I hear that the first visit, on Saturday, went reasonably well. Elsa arrived in the visiting room and set out chairs for herself and the two boys. When they arrived in the company of the father, [an adult is necessary, in order for minors to visit this prison] he forbade the boys to sit until he had retrieved a chair for himself. Then they were permitted to seat themselves. Their chairs were close to Elsa, and she was able to touch them, pat a hand, rub the back of the younger one and write on his back, “I love you.” This latter came from an old game she used to play with them in earlier years and more pleasant settings: she would write a word on their back, and they tried to figure out what she was writing. So the “I love you” was a familiar game to the younger boy.
At this first visit, the younger boy was chatty and liked touching his mother–hand, arm, kiss or hug, as is quite appropriate for a child of his age. The older boy was quiet until he began to talk…and then he talked and talked and talked, as if he wanted to fit in a year’s worth of conversation. This went on until his father finally turned to him and said, “Will you shut up?” Whereupon the boy did exactly that.
The next day, however, the visit went quite differently. The father and two sons arrived first. This time the visitors arrived in the visiting room before Elsa did. The father had already set up chairs, placing his in such a way that he was sort of between Elsa and the boys. Defeat and despair seemed to show in every line of their bodies. Older boy is tall and strong–a weight lifter, with considerable upper body strength, and he is handsome, but he walked slouched and hunched almost as if broken by something that had happened since the last visit. They could no longer touch their mother…pat her hand…or offer her a kiss on the cheek. And indeed, on this second day of the weekend, they seemed not the be much interested in her. The younger boy would not talk to her–or talked very little. He veered away from his father and seemed to cling to his older brother, as if for safety from the man who sat between him and his mother. The older boy also was quiet.
At one point, Elsa’s younger son, to entertain himself? Or because he was uncomfortable? began to tap on his brother’s thigh, as if playing the piano. Elsa patted her own thigh. “You can play the piano here,” she said. The boy shook his head, as if he dared not come near her.
Then–and this is what caused me to ask the question in the title of this piece–AS though he had grown weary of visitation by court order, the father suddenly stood, an hour before the visit should have ended. “Are you ready to go?” he demanded of the two boys. They did not answer. They remained seated.
“Come on. Let’s go,” said the man. The boys stood obediently and–heads down–trucked after him.
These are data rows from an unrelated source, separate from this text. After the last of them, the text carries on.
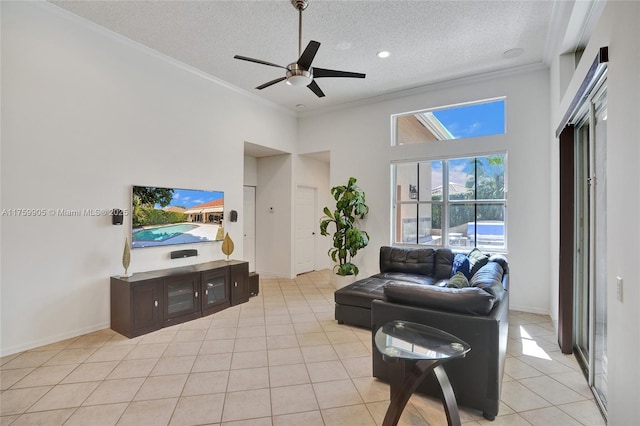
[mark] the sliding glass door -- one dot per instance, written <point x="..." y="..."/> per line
<point x="590" y="304"/>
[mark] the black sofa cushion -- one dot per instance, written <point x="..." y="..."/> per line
<point x="419" y="261"/>
<point x="467" y="300"/>
<point x="403" y="276"/>
<point x="444" y="263"/>
<point x="361" y="292"/>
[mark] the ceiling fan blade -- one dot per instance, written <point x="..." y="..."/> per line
<point x="316" y="89"/>
<point x="309" y="53"/>
<point x="271" y="83"/>
<point x="323" y="72"/>
<point x="258" y="61"/>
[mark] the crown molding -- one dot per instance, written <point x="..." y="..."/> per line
<point x="92" y="26"/>
<point x="420" y="90"/>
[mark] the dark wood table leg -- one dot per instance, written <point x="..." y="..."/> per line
<point x="400" y="394"/>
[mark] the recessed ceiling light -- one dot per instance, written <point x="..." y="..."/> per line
<point x="513" y="53"/>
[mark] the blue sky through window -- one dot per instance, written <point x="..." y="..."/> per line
<point x="469" y="121"/>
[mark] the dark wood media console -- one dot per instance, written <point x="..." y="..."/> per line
<point x="148" y="301"/>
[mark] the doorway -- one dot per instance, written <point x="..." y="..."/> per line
<point x="249" y="226"/>
<point x="305" y="234"/>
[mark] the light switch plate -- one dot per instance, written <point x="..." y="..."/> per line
<point x="619" y="288"/>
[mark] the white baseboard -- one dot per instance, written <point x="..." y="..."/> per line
<point x="53" y="339"/>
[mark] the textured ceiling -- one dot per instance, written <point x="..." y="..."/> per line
<point x="429" y="41"/>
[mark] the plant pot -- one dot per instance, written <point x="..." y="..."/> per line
<point x="340" y="281"/>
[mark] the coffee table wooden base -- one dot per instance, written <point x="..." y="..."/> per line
<point x="402" y="387"/>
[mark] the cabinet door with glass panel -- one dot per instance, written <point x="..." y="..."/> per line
<point x="181" y="294"/>
<point x="215" y="290"/>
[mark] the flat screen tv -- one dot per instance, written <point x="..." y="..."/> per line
<point x="168" y="216"/>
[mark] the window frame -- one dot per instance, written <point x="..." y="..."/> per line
<point x="441" y="131"/>
<point x="445" y="204"/>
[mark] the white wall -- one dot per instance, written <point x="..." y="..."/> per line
<point x="86" y="114"/>
<point x="618" y="29"/>
<point x="250" y="171"/>
<point x="359" y="141"/>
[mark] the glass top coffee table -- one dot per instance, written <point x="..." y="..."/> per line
<point x="427" y="347"/>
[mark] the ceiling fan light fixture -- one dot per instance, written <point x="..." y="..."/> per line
<point x="298" y="80"/>
<point x="297" y="76"/>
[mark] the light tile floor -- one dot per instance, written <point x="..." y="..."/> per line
<point x="280" y="359"/>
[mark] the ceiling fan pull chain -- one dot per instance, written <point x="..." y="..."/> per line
<point x="300" y="5"/>
<point x="299" y="32"/>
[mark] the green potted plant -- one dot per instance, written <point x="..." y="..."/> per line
<point x="347" y="238"/>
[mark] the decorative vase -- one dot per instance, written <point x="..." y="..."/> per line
<point x="227" y="245"/>
<point x="126" y="258"/>
<point x="220" y="233"/>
Elsa, helpless, watched them go, deprived of the hour that would have given her even a few more precious memories to strengthen her until she sees them again–in another year.
What shall we say of this man? What kind of man is this–to thus deprive his children’s mother of that single, precious hour?
In words I think Elsa might have used: “I pray G-d you never have to have visits from your children in prison.”